The Court considers the underlying purposes of freedom of assembly, noting that assembly “can advance the democratic goals of ‘self-government, truth seeking, and self-realization’” and can “empower unheard, marginalized voices.” A public assembly can “leverage a message of protest or dissent, forcing the community to pay attention and become involved in redressing grievances.”
The Court also highlighted several points from Professor Richard Moon’s commentary on freedom of assembly. Notably, “a demonstration is an act of solidarity […] but also [a] collective act of expression.” Protests may “help overcome the fragmentation of public discourse,” and “[give] a sense of presence, and connection with others, that is lacking in mediated forms of communication.” Also, Moon writes, protests “can make visible the extent and depth of support for a position.”
Freedom of assembly protects both the act of assembling together in a physical location and the activities related to achieving that, such as planning for and publicizing the gathering, and travelling to and from the assembly. Further, digital connectivity and virtual meetings may complement but do not replace participation in physical public assemblies.
Ontario government failed to enact proportional gatherings limit
The Court found that the government had failed to consider whether there were less restrictive means of achieving its legislative goal of minimizing the spread of COVID. Put another way, the government failed to consider if there were forms of limited public protest that could be permitted without unacceptable risk of viral spread. At the same time, the government had come up with tailored (albeit very restrictive) policies for other activities, such as shopping for essentials, or gathering for a funeral or a worship service.

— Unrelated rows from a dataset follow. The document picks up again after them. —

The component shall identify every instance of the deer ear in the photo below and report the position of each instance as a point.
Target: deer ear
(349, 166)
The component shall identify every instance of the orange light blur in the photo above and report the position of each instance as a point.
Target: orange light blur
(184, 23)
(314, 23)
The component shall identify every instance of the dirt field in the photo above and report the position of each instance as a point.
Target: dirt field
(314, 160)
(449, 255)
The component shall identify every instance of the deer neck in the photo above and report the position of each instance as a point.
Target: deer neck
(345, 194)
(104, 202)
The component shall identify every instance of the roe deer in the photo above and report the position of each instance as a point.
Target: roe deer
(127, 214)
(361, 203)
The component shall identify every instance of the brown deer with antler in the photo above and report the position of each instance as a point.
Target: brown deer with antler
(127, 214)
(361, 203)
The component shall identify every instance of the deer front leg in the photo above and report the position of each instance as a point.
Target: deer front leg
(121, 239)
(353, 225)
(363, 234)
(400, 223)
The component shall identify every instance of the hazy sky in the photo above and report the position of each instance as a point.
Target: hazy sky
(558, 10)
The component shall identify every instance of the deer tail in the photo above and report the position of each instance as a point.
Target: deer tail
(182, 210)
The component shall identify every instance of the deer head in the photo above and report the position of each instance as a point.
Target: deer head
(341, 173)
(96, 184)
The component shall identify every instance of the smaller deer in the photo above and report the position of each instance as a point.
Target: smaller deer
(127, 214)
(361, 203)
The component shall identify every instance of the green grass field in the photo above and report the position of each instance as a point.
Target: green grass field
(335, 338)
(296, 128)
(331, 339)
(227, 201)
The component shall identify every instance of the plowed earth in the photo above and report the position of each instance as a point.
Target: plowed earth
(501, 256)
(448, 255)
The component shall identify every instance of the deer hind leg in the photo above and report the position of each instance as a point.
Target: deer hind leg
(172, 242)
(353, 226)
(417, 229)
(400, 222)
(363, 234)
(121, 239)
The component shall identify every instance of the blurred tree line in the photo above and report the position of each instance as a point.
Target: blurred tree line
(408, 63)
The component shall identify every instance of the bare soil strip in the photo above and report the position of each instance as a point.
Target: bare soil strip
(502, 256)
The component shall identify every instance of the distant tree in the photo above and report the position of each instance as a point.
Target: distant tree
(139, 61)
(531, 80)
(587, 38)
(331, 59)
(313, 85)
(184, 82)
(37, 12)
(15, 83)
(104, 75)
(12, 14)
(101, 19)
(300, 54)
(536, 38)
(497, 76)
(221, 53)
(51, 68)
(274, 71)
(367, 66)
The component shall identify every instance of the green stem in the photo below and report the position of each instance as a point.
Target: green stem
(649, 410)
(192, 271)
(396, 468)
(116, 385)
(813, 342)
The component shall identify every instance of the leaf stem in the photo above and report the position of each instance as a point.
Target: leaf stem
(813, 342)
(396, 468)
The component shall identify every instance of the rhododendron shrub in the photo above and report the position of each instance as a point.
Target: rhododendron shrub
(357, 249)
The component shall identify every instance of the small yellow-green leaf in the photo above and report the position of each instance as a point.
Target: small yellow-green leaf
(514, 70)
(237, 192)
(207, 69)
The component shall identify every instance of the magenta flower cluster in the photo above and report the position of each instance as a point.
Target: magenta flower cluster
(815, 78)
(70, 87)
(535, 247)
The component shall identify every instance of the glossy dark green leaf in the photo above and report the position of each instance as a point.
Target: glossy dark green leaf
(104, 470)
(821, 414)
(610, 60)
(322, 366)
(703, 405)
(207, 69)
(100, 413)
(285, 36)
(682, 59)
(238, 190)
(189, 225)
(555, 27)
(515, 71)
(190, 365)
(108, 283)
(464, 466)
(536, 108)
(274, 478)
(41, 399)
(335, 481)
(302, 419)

Justice Lauwers goes on to conduct a “proportionality analysis,” as required by Supreme Court of Canada precedent. This analysis requires judges to weigh the “deleterious effects” on a Charter right or freedom against the “salutary effects” of the law or government decision being challenged in court. In other words, did the benefits of the policy outweigh the costs?
Before answering this question, Justice Lauwers notes, “The core problem with [determining] proportionality is that the detriments to be suffered by individuals and groups in any case […], on the one hand, and the benefits that accrue to the common good, on the other, are usually incommensurable.” By “incommensurable,” he means: “There is no common basis, common denominator or common measure for evaluating and balancing the competing claims of the individuals and groups negatively affected by a law or decision, against any benefits to the common good.”
It is heartening to see judges acknowledge this problem, since the “proportionality” analysis can easily be used to disguise judicial policy or political biases. Still, this is the approach prescribed by the Supreme Court, so Justice Lauwers does his best. He highlights that “there is no evidence as to the increase in risk posed by the outdoor protests in which Mr. Hillier participated.” The onus was on the government of Ontario to show that allowing any outdoor protests of any size posed a significant risk. It failed to do so.
Takeaways
First, this is a personal win for Randy Hillier. Unless the government appeals, Hillier will be free from the threat of penalties, as the regulation he is charged with breaching has been declared void.
Second, the restrictions on peaceful assembly are no longer in force, so this ruling didn’t strike down any law. But it forms an important precedent that should give governments pause before completely banning a constitutionally protected activity, even temporarily.
Finally, we congratulate our friends at Christian Legal Fellowship for publishing the 2022 essay collection about protecting Charter freedoms that included Professor Cameron’s essay, mentioned above, which proved to be of great assistance to the court.